GAO Recommends that FDA Tighten its Grip on Structure/Function Claims in Food Labeling

January 23, 2011

By Ricardo Carvajal

The Government Accountability Office ("GAO") issued a report recommending in part that FDA “identify and request from Congress the authorities needed to access evidence from food companies regarding potentially false or misleading structure/function or other claims on food that would allow the agency to establish whether there is scientific support for the claims.”  As acknowledged by FDA, the agency currently lacks “express legal authority to compel” a company to provide such evidence.  In its response to the report, FDA indicated that it will consider “whether additional statutory authorities are needed."

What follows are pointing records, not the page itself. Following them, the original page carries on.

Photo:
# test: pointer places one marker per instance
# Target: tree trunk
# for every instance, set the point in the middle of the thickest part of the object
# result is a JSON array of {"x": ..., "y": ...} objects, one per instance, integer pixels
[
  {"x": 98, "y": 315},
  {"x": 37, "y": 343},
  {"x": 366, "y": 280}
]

In recommending that FDA seek additional authority, GAO noted that the Federal Trade Commission ("FTC") already has authority to compel production of evidentiary documents during its investigations, and that FTC could not have taken its recent actions on certain claims in food advertising without that authority.  GAO also noted that the European Union has adopted premarket review of similar claims, and that 85% of such claims have been rejected due to a lack of scientific support.  Similarly, Canada has initiated review of structure/function claims, most of which have been rejected – including some claims used in labels of food marketed in the U.S.

In preparing and issuing its report, GAO was responding to a Congressional directive to study FDA’s implementation of qualified health claims.  The report provides no recommendations with respect to FDA’s oversight of those claims.